Discussed some of the error conditions and recovery rules implemented in PYXup.
Notes that HTML table and form are particularly hard cases, and that Tidy and TagSoup both do something very unhelpful.
Pointing out a very strange fixup by Tidy, John Cowan said: "It does that because it has DOM and can move stuff around. I don't have a DOM, so I can't make such mistakes"
Also highlighted the nightmare of script.
HT says PYXup is implemented in Python, which means "it's easy, but it's slow". John Cowan applauded this, saying "I've always wanted a Python port of TagSoup, but I'm not competent to do it. I'm glad someone is expressing my elegant ideas in an elegant language".
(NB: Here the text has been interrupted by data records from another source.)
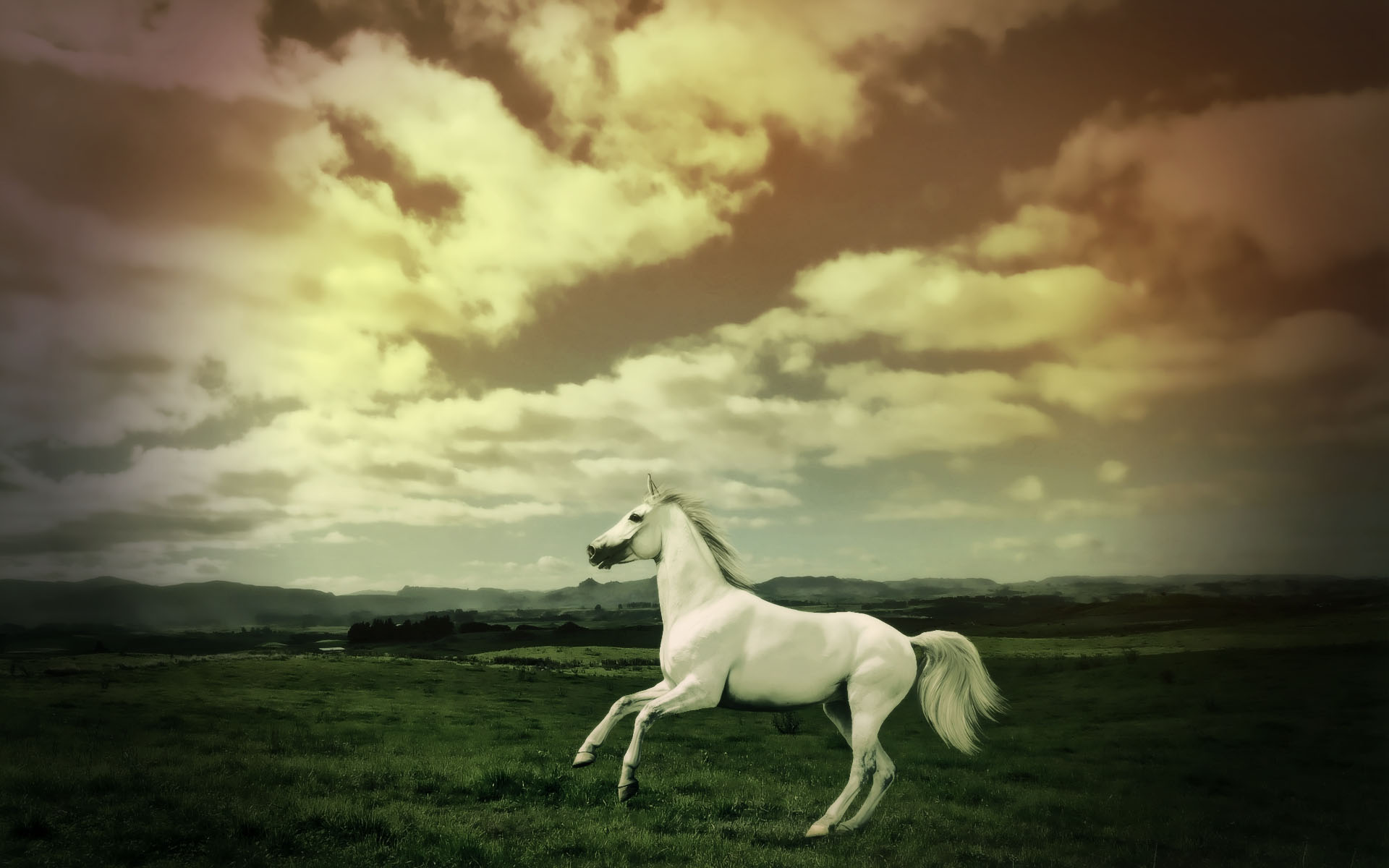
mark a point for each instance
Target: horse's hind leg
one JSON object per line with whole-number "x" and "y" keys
{"x": 860, "y": 773}
{"x": 838, "y": 714}
{"x": 883, "y": 775}
{"x": 874, "y": 692}
{"x": 623, "y": 707}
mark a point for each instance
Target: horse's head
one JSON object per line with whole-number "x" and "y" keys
{"x": 634, "y": 538}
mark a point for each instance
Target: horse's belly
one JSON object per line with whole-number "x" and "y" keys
{"x": 778, "y": 684}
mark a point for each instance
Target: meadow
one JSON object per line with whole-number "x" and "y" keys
{"x": 1163, "y": 749}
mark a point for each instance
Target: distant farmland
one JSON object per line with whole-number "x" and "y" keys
{"x": 1235, "y": 745}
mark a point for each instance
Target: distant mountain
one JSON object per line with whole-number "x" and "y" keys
{"x": 231, "y": 605}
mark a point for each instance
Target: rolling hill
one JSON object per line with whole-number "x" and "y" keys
{"x": 231, "y": 605}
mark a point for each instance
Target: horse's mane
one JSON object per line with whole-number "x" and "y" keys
{"x": 726, "y": 557}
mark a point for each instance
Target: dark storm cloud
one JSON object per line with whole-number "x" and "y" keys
{"x": 371, "y": 157}
{"x": 155, "y": 156}
{"x": 106, "y": 529}
{"x": 431, "y": 30}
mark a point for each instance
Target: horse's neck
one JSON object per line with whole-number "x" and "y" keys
{"x": 688, "y": 575}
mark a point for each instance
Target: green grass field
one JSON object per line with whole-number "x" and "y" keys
{"x": 1242, "y": 756}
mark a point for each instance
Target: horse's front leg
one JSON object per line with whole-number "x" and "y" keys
{"x": 623, "y": 707}
{"x": 691, "y": 694}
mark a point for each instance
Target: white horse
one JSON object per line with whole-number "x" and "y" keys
{"x": 726, "y": 646}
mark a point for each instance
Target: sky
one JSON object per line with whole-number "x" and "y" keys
{"x": 360, "y": 295}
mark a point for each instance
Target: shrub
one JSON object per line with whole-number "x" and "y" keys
{"x": 786, "y": 723}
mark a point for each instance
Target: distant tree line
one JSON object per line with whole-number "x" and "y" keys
{"x": 385, "y": 629}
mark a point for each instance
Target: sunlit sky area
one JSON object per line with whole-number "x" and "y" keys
{"x": 365, "y": 295}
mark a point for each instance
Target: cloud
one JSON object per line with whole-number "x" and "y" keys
{"x": 940, "y": 510}
{"x": 1025, "y": 489}
{"x": 1078, "y": 540}
{"x": 925, "y": 300}
{"x": 1111, "y": 471}
{"x": 1299, "y": 176}
{"x": 1120, "y": 377}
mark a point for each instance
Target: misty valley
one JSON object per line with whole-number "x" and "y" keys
{"x": 228, "y": 724}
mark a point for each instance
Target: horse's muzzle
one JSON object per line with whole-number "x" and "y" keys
{"x": 603, "y": 557}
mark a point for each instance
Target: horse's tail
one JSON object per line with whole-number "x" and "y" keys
{"x": 955, "y": 689}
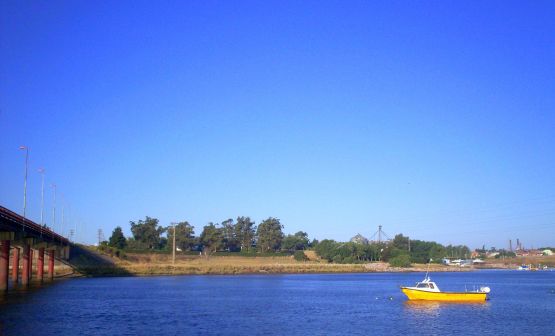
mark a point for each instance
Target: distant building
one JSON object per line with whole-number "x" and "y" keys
{"x": 359, "y": 239}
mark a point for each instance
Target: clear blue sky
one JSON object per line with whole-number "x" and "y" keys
{"x": 434, "y": 119}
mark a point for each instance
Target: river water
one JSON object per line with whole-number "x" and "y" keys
{"x": 522, "y": 303}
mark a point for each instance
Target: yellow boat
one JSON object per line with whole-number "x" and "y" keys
{"x": 428, "y": 290}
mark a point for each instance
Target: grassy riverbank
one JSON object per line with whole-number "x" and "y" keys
{"x": 161, "y": 264}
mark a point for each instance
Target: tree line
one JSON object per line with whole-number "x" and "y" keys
{"x": 400, "y": 250}
{"x": 240, "y": 235}
{"x": 243, "y": 235}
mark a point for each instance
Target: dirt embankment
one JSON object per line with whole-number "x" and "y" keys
{"x": 161, "y": 264}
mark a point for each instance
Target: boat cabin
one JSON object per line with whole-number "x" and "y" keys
{"x": 427, "y": 285}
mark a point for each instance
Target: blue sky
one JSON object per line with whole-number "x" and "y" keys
{"x": 434, "y": 119}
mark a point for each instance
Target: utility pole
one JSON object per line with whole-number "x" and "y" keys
{"x": 54, "y": 208}
{"x": 100, "y": 236}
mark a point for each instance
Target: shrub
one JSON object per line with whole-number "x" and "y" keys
{"x": 300, "y": 256}
{"x": 400, "y": 261}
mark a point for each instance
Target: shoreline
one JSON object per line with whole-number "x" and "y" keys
{"x": 300, "y": 268}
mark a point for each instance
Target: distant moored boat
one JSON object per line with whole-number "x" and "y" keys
{"x": 428, "y": 290}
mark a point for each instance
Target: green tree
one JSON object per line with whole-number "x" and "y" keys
{"x": 402, "y": 260}
{"x": 147, "y": 232}
{"x": 244, "y": 232}
{"x": 269, "y": 235}
{"x": 229, "y": 233}
{"x": 184, "y": 236}
{"x": 298, "y": 241}
{"x": 117, "y": 239}
{"x": 211, "y": 238}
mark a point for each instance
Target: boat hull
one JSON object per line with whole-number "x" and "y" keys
{"x": 414, "y": 294}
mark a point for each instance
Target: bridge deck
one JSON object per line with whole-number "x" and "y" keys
{"x": 26, "y": 228}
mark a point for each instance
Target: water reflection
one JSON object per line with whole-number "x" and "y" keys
{"x": 434, "y": 307}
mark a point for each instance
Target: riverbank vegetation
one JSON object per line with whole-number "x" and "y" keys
{"x": 242, "y": 237}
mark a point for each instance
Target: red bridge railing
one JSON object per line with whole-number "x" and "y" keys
{"x": 29, "y": 224}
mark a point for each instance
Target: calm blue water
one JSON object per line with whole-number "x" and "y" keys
{"x": 522, "y": 303}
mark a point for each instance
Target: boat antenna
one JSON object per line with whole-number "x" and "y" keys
{"x": 428, "y": 269}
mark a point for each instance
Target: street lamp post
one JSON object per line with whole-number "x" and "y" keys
{"x": 173, "y": 251}
{"x": 54, "y": 208}
{"x": 41, "y": 171}
{"x": 26, "y": 149}
{"x": 62, "y": 226}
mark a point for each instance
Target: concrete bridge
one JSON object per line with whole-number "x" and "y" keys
{"x": 21, "y": 238}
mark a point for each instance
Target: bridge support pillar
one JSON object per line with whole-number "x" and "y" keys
{"x": 51, "y": 265}
{"x": 40, "y": 265}
{"x": 15, "y": 266}
{"x": 30, "y": 264}
{"x": 4, "y": 264}
{"x": 25, "y": 271}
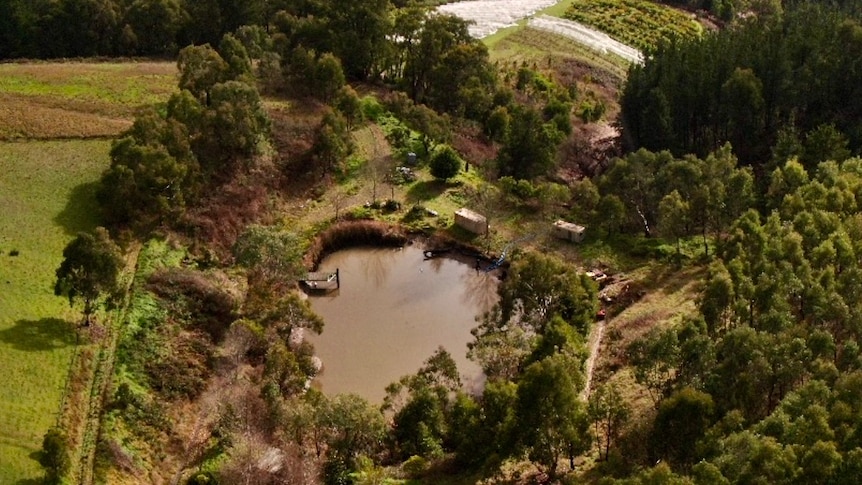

D4.3. I learn that CMSQ's closing this conference, and its predecessors, is a long tradition. I can see why. He's tied all the conference events together in a grand philosophical arc that is satisfying, but hard to report.
Thanks for writing all of these out, especially D3.7. Extreme is always held when my family is at the beach, but reading through your comments I get a very good sense of what was going on.